Les protestataires, déjà descendus dans la rue jeudi, sont appelés à se mobiliser via les réseaux sociaux, à travers un mouvement baptisé « Gen Z ». Ce dernier reprend à son compte le drapeau pirate tiré de la série japonaise « One Piece », signe de ralliement vu en Indonésie ou au Népal de mouvements de contestation antirégime.
« J’ai entendu les revendications du peuple majoritaire sur le délestage et les pénuries d’eau.

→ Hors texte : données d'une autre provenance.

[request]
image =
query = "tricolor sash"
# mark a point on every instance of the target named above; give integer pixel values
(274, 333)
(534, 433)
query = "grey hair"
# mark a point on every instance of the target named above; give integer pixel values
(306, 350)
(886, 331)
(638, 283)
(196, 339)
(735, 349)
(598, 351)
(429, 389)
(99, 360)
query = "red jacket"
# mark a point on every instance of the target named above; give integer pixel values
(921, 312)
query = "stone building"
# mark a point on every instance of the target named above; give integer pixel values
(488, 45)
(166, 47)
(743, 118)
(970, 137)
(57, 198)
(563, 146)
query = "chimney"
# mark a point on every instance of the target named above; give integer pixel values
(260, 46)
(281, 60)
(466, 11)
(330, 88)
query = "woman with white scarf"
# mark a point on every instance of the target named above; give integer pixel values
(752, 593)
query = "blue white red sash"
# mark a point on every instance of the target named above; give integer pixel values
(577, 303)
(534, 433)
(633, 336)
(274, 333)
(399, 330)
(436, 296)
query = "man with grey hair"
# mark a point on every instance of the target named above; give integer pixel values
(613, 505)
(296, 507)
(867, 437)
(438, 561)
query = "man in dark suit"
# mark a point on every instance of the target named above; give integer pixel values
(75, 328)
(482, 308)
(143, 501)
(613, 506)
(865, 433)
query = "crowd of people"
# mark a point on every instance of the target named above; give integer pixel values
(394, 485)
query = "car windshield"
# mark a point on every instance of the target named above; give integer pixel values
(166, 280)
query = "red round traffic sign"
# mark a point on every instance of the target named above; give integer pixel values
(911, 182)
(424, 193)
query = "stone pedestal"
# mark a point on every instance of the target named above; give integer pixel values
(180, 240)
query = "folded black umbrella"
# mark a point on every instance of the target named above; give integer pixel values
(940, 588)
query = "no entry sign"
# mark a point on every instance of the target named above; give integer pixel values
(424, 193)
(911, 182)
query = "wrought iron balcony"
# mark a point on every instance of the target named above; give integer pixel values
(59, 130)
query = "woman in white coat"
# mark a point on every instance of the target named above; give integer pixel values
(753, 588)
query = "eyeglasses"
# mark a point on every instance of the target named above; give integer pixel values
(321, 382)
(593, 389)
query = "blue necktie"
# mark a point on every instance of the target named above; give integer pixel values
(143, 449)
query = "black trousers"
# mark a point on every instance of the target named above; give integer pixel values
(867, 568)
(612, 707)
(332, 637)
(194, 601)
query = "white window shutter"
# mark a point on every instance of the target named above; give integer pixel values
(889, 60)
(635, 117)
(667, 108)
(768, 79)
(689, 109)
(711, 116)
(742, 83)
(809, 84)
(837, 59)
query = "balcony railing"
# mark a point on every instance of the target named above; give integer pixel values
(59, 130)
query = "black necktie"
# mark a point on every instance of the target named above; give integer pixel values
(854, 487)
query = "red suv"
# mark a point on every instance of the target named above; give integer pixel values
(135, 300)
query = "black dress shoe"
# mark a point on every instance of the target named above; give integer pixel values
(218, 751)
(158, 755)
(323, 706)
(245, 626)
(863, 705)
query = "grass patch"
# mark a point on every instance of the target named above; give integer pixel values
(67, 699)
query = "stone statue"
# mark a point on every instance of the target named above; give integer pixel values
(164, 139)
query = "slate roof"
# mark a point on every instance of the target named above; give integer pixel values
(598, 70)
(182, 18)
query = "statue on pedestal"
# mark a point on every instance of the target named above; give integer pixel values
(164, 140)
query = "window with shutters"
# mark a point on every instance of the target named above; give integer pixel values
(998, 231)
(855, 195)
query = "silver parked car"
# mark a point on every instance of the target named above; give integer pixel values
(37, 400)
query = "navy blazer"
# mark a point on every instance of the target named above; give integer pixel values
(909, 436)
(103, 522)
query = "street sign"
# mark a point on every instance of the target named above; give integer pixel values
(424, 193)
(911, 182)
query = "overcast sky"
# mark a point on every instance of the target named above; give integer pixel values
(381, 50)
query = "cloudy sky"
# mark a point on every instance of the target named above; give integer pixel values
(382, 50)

Des revendications qui ont été suivies de pillages et de violences que je condamne fermement », a déclaré le président Andry Rajoelina dans une vidéo enregistrée avec les moyens du bord depuis un endroit non identifié.
– Limogeage ministériel –
Disant avoir « eu les larmes aux yeux » depuis New York (États-Unis) où il s’était déplacé pour l’Assemblée générale de l’ONU, le chef d’État a « constaté que le ministre de l’Énergie ne faisait pas son travail » et a donc dit le limoger.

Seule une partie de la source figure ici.